TEMPO.CO, Kairo - Mantan Sekretaris Jenderal Perserikatan Bangsa-Bangsa (PBB) Boutros Boutros-Ghali meninggal dalam usia 93 tahun pada Selasa, 16 Februari 2016.
Boutros, seperti dikutip dari BBC, Rabu, 17 Februari 2016, menderita patah tulang panggul. Belum ada informasi lebih detail tentang penyebab kematian Boutros.
Media Mesir menjelaskan Boutros sempat menerima telepon dari Presiden Mesir Abdel Fattah al-Sisi saat dirawat di rumah sakit kemarin.
Dewan Keamanan PBB hening selama satu menit untuk menyatakan duka atas kematian Boutros-Ghali. Saat itu, 15 anggota Dewan Keamanan PBB tengah memulai pembahasan krisis kemanusiaan di Yaman.
Boutros menjabat sebagai Sekjen PBB pada 1992. Ia menempati jabatan Sekjen PBB selama lima tahun.
Boutros merupakan orang Arab pertama yang menjabat sebagai Sekjen PBB, termasuk Sekjen PBB yang hanya bertahan selama satu periode.
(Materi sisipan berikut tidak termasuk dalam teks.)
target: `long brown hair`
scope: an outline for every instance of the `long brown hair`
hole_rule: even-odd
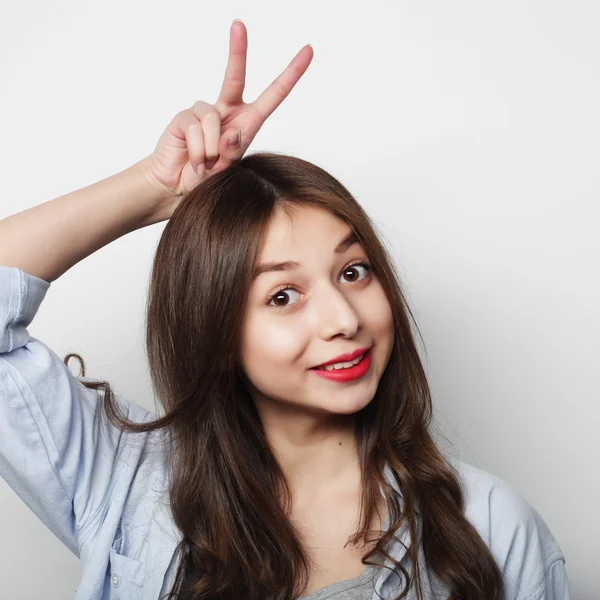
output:
[[[430,433],[431,395],[409,316],[416,322],[375,226],[348,190],[320,167],[259,152],[191,190],[160,239],[149,284],[146,350],[164,416],[129,421],[107,382],[84,383],[104,390],[104,407],[114,425],[130,432],[169,433],[170,502],[184,538],[168,600],[292,600],[306,589],[310,561],[289,519],[290,490],[239,363],[262,236],[277,208],[297,205],[324,208],[354,230],[394,319],[387,367],[375,397],[356,415],[361,519],[349,542],[376,541],[363,564],[381,564],[379,557],[392,560],[406,581],[398,599],[413,585],[421,599],[421,518],[427,568],[448,586],[450,598],[503,598],[500,570],[464,515],[458,473]],[[70,356],[81,360],[85,375],[81,357]],[[386,464],[402,503],[384,476]],[[379,490],[389,510],[385,532],[369,529]],[[412,538],[412,576],[388,552],[403,525]]]

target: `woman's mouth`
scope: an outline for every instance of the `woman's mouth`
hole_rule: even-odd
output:
[[[371,366],[371,349],[362,356],[357,356],[347,363],[337,363],[326,367],[313,367],[310,369],[315,374],[332,381],[353,381],[363,377]]]

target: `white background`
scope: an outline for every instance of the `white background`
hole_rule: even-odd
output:
[[[128,167],[178,111],[214,102],[236,17],[248,102],[315,52],[250,152],[311,160],[367,209],[425,340],[441,443],[513,484],[573,598],[599,598],[599,5],[4,0],[0,218]],[[150,409],[164,225],[73,267],[29,328]],[[2,480],[0,531],[3,598],[72,597],[78,559]]]

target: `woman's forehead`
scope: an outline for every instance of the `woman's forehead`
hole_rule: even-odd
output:
[[[307,246],[330,248],[352,232],[350,226],[331,212],[316,206],[295,206],[293,213],[277,210],[263,235],[260,258],[282,260],[283,252],[302,250]]]

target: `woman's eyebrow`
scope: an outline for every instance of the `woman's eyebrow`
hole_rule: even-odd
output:
[[[359,242],[358,237],[351,231],[333,250],[334,254],[343,254],[353,246]],[[286,260],[284,262],[268,262],[258,265],[256,269],[254,269],[253,280],[256,279],[262,273],[270,273],[272,271],[291,271],[300,266],[300,263],[295,260]]]

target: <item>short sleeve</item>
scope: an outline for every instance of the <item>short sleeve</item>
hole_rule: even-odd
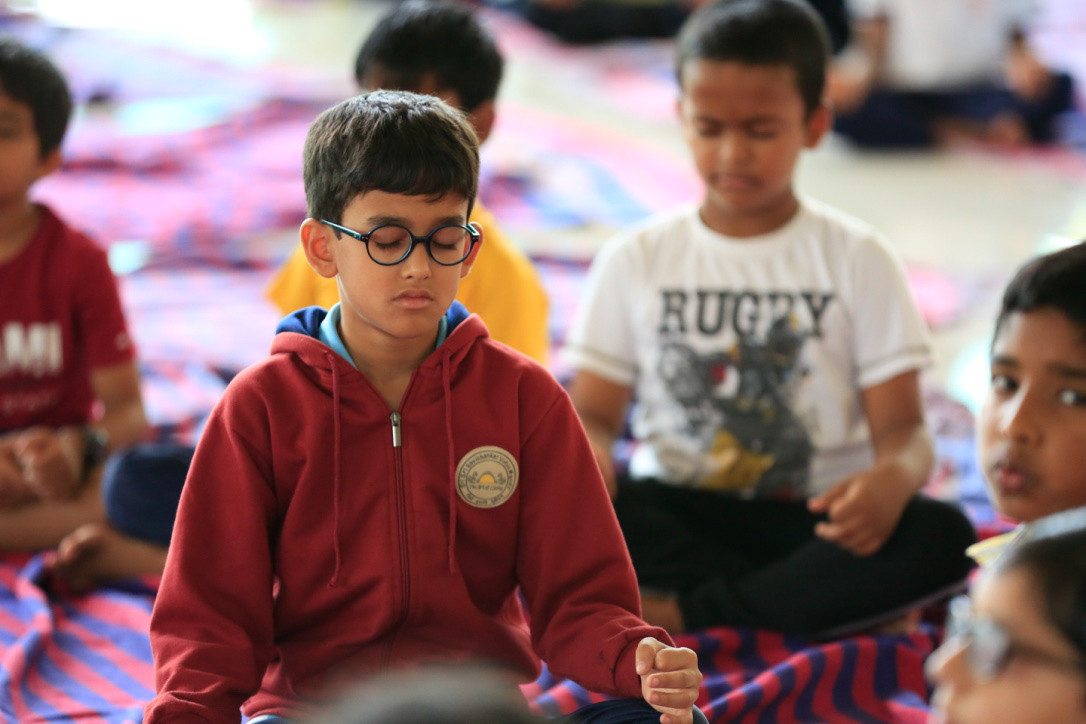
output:
[[[634,313],[640,274],[631,243],[617,237],[597,253],[566,344],[563,359],[574,370],[592,372],[619,385],[637,379]]]
[[[76,344],[89,369],[135,358],[117,279],[106,253],[90,240],[82,246],[75,280]]]
[[[862,244],[848,270],[855,317],[857,382],[863,389],[932,364],[927,324],[905,265],[887,242]]]

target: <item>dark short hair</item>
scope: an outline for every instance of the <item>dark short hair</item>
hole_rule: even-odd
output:
[[[0,37],[0,91],[30,107],[43,158],[60,148],[72,117],[72,95],[64,75],[44,53]]]
[[[302,177],[309,216],[340,221],[367,191],[475,201],[479,142],[463,113],[433,96],[374,91],[348,98],[309,127]]]
[[[429,75],[455,91],[472,112],[498,95],[502,55],[494,38],[466,5],[449,0],[408,0],[374,26],[355,60],[364,86],[379,73],[385,88],[417,91]]]
[[[1086,336],[1086,241],[1022,265],[1003,291],[993,342],[1014,312],[1062,312]]]
[[[822,18],[801,0],[717,0],[679,31],[677,72],[692,60],[785,66],[810,115],[822,102],[830,42]]]
[[[997,559],[992,573],[1013,569],[1032,576],[1045,618],[1086,662],[1086,527],[1079,522],[1069,530],[1028,536]]]

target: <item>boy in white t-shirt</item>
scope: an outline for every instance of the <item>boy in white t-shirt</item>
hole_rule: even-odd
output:
[[[645,616],[672,631],[867,628],[971,568],[969,521],[918,495],[930,349],[902,265],[793,190],[830,126],[827,55],[795,0],[691,16],[679,114],[705,197],[601,250],[569,335]],[[631,400],[638,444],[616,474]]]

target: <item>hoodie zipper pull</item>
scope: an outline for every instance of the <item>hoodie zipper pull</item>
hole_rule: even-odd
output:
[[[400,413],[393,412],[388,416],[392,422],[392,447],[400,446]]]

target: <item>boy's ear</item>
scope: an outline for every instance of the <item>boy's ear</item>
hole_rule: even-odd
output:
[[[490,135],[490,131],[494,128],[494,117],[496,115],[496,108],[494,101],[483,101],[471,111],[471,125],[475,128],[475,135],[479,137],[479,145],[483,145],[483,141]]]
[[[807,148],[814,148],[833,127],[833,108],[825,98],[807,119]]]
[[[309,218],[298,229],[298,238],[305,251],[305,259],[313,271],[326,279],[333,278],[338,272],[336,258],[332,250],[332,231],[327,224]]]
[[[479,241],[476,242],[475,247],[472,248],[471,253],[468,254],[468,258],[460,262],[460,278],[463,279],[471,271],[472,264],[475,263],[475,257],[479,256],[479,250],[483,248],[483,227],[471,222],[471,228],[479,232]]]

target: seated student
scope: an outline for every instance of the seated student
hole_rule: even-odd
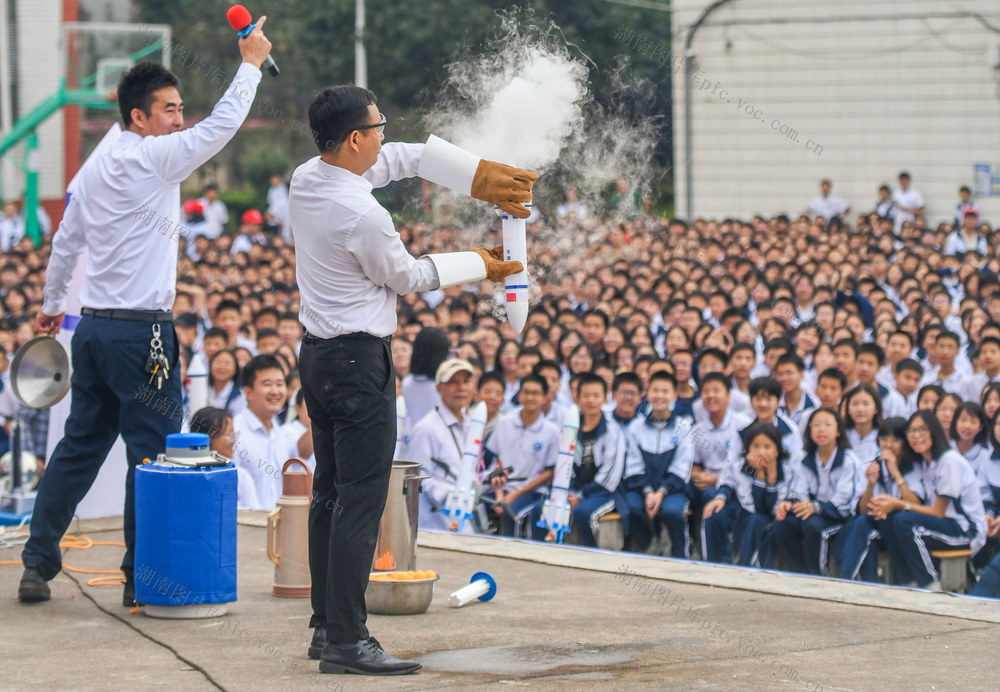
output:
[[[717,348],[706,348],[698,356],[698,381],[699,386],[704,384],[705,376],[710,372],[717,372],[720,374],[726,374],[726,361],[728,358],[724,351]],[[732,405],[732,380],[729,380],[727,376],[727,381],[729,382],[730,397],[726,402],[726,406]],[[694,416],[694,422],[701,425],[706,420],[708,420],[708,412],[705,410],[705,402],[701,400],[701,391],[699,390],[698,396],[695,397],[694,401],[691,403],[691,412]]]
[[[983,494],[983,509],[986,511],[986,546],[976,556],[975,564],[977,567],[988,563],[998,552],[997,536],[1000,536],[1000,414],[997,413],[994,413],[990,423],[990,444],[992,453],[989,459],[980,466],[978,473],[979,487]]]
[[[559,367],[559,363],[554,360],[540,360],[531,369],[531,374],[538,375],[549,385],[548,394],[545,395],[545,401],[542,403],[542,415],[545,416],[545,420],[562,429],[566,407],[558,402],[562,386],[562,369]]]
[[[489,439],[496,429],[497,423],[504,417],[500,407],[503,406],[505,390],[506,383],[503,381],[503,375],[498,372],[483,373],[476,385],[476,400],[486,403],[486,427],[483,428],[484,442]]]
[[[958,411],[959,404],[961,403],[962,399],[958,396],[958,394],[945,392],[941,395],[941,398],[937,400],[937,403],[934,404],[934,415],[937,416],[938,423],[941,424],[941,429],[944,430],[944,434],[948,438],[948,442],[954,442],[951,437],[951,424],[955,420],[955,414]]]
[[[650,381],[654,374],[650,373]],[[639,401],[642,399],[642,380],[633,372],[618,373],[611,384],[611,396],[615,402],[611,408],[611,417],[618,425],[627,426],[638,413]]]
[[[882,403],[882,416],[891,418],[903,416],[906,411],[906,401],[895,389],[890,389],[878,381],[879,368],[885,362],[885,351],[878,344],[861,344],[858,346],[858,359],[855,373],[858,382],[872,387],[878,392]]]
[[[952,446],[965,457],[980,478],[983,468],[993,455],[990,447],[990,424],[983,407],[972,401],[963,401],[951,418]],[[984,494],[985,499],[985,494]]]
[[[979,404],[986,412],[986,417],[993,420],[993,416],[1000,411],[1000,382],[990,382],[983,388],[983,395],[979,399]],[[996,448],[996,445],[994,445]]]
[[[483,447],[487,467],[509,468],[491,481],[504,536],[513,536],[517,522],[532,515],[531,535],[544,540],[546,530],[535,526],[541,517],[545,490],[559,457],[561,429],[541,415],[548,383],[538,375],[521,378],[520,408],[504,416]],[[537,511],[536,511],[537,510]]]
[[[775,377],[781,385],[781,403],[779,410],[795,421],[802,428],[806,418],[819,402],[802,389],[802,377],[805,375],[805,362],[795,353],[786,353],[778,358],[774,367]]]
[[[232,460],[236,432],[233,430],[233,415],[229,411],[214,406],[198,409],[191,417],[191,432],[208,435],[208,448]],[[239,464],[234,464],[234,466],[236,467],[236,508],[266,509],[260,505],[260,501],[257,499],[257,489],[254,487],[253,476]]]
[[[879,369],[875,379],[886,387],[896,386],[896,367],[905,359],[913,359],[913,346],[913,336],[909,332],[898,329],[889,334],[885,347],[886,362]],[[919,363],[917,364],[919,365]],[[923,366],[920,367],[920,373],[920,376],[923,377]]]
[[[870,385],[859,384],[844,395],[844,428],[851,451],[861,463],[878,456],[878,431],[882,425],[882,400]]]
[[[962,394],[965,380],[970,374],[957,367],[956,356],[961,346],[958,334],[942,331],[934,339],[937,366],[924,374],[924,384],[936,384],[950,394]]]
[[[876,503],[876,517],[892,515],[891,531],[883,538],[897,543],[914,583],[939,590],[931,551],[967,548],[975,554],[986,543],[982,489],[976,472],[949,446],[941,423],[930,411],[910,416],[906,447],[918,459],[927,504],[884,499]]]
[[[441,403],[417,421],[406,439],[404,458],[419,461],[423,475],[430,476],[420,492],[418,525],[422,529],[450,530],[451,520],[441,509],[462,465],[469,432],[465,408],[472,400],[473,377],[475,370],[466,360],[450,358],[441,363],[434,375]],[[473,532],[468,522],[465,529]]]
[[[789,572],[826,575],[829,542],[854,515],[861,474],[840,414],[818,408],[807,427],[805,459],[775,514],[774,545]]]
[[[802,432],[791,418],[778,411],[779,401],[781,385],[773,377],[755,377],[750,382],[750,405],[756,414],[750,425],[770,423],[777,427],[781,433],[781,443],[788,450],[789,461],[797,464],[802,460]],[[747,427],[740,430],[741,441],[746,431]]]
[[[243,466],[253,476],[261,509],[273,510],[281,495],[278,413],[288,399],[288,388],[281,363],[274,356],[251,358],[242,371],[243,394],[247,407],[233,416],[233,428],[239,435],[233,463]]]
[[[208,403],[233,415],[246,408],[240,387],[240,368],[232,351],[217,351],[208,366]]]
[[[649,376],[649,413],[625,429],[630,446],[625,462],[625,502],[633,549],[645,552],[652,539],[650,522],[662,519],[670,534],[671,555],[687,557],[687,482],[693,460],[691,419],[674,413],[677,380],[668,372]]]
[[[986,385],[1000,382],[1000,339],[995,336],[983,337],[979,343],[979,362],[983,365],[983,372],[965,378],[962,398],[966,401],[980,401]]]
[[[913,358],[904,358],[896,363],[896,392],[903,398],[903,410],[906,412],[903,418],[910,417],[917,410],[917,390],[923,377],[923,366]]]
[[[289,403],[294,415],[289,415],[289,420],[278,431],[279,459],[281,457],[284,457],[284,461],[293,458],[301,459],[306,462],[310,471],[315,471],[316,455],[313,454],[312,420],[309,418],[309,411],[306,410],[305,393],[300,387],[296,387],[295,391],[292,392]]]
[[[677,378],[677,413],[691,415],[691,407],[698,399],[698,389],[694,385],[691,373],[694,368],[694,354],[687,348],[678,348],[670,354],[670,363],[674,366],[674,377]]]
[[[628,438],[622,427],[601,411],[607,387],[600,375],[579,373],[580,433],[569,503],[573,508],[572,530],[580,545],[596,545],[597,522],[615,508],[613,496],[625,471]]]
[[[733,344],[729,351],[729,362],[727,367],[733,386],[729,390],[729,406],[737,413],[747,416],[753,415],[750,407],[750,377],[751,371],[757,363],[757,353],[753,344],[740,342]]]
[[[781,432],[771,423],[753,423],[743,436],[739,460],[726,466],[716,496],[705,504],[702,553],[709,562],[732,562],[729,534],[739,564],[773,564],[760,555],[778,504],[788,498],[795,476]],[[734,508],[734,509],[730,509]]]
[[[721,372],[705,375],[699,403],[705,410],[706,420],[704,423],[696,422],[685,432],[685,436],[691,438],[694,450],[688,497],[691,498],[689,524],[697,546],[702,543],[697,538],[702,508],[715,497],[716,484],[726,465],[739,457],[743,448],[740,430],[750,424],[749,416],[730,410],[730,384],[729,378]]]
[[[945,395],[945,391],[936,384],[925,384],[917,392],[917,411],[931,411],[937,408],[938,401]],[[916,411],[914,411],[916,413]]]
[[[839,411],[840,399],[846,391],[847,376],[836,368],[827,368],[816,379],[816,398],[821,408]]]
[[[923,475],[912,458],[904,455],[906,419],[889,418],[878,429],[878,455],[860,456],[865,472],[865,489],[858,500],[858,516],[844,529],[846,539],[840,560],[842,579],[878,581],[878,548],[895,549],[882,538],[887,530],[886,519],[876,518],[872,501],[875,498],[902,498],[906,502],[923,504]],[[881,502],[881,500],[879,500]],[[896,567],[894,584],[913,581],[902,556],[891,556]]]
Pada masa awal kepemimpinannya, Boutros secara aktif mengatasi Perang Teluk. Berbagai masalah terjadi pada saat itu, seperti krisis di Somalia, konflik Rwanda, Timur Tengah, hingga konflik di negara bekas pecahan Yugoslavia, yakni Bosnia.
Kontroversi mengikuti Boutros selama menjabat Sekjen PBB. Boutros dihujani kritik atas kegagalan PBB mencegah terjadinya genosida di Rwanda tahun 1994.
Amerika Serikat marah atas sikap oposisi Boutros terhadap NATO dalam perang di Bosnia. PBB pun dianggap gagal mencegah perang berkecamuk di Angola.
Dihujani kritik selama menjabat Sekjen PBB, Boutros meninggalkan warisan yang saat ini diteruskan oleh penggantinya, Ban Ki-moon. Boutros menekankan pentingnya pembentukan semacam upaya perdamaian pascakonflik.
Boutros lahir pada 14 November 1922 di Kairo, Mesir. Ia penganut Kristen Koptik. Boutros mengecap pendidikan di Universitas Kairo dan di Paris, serta lulus studi hubungan internasional di Universitas Columbia di New York.
Sebelum menempati posisi sebagai Sekjen PBB, Boutros menjabat Menteri Luar Negeri Mesir di masa pemerintahan Anwar al-Sadat. Ia aktif melakukan negosiasi perdamaian antara Mesir dan Israel yang menghasilkan kesepakatan Camp David tahun 1978. Presiden Amerika Serikat Jimmy Carter menjadi penengah dalam penyelesaian perdamaian kedua negara itu.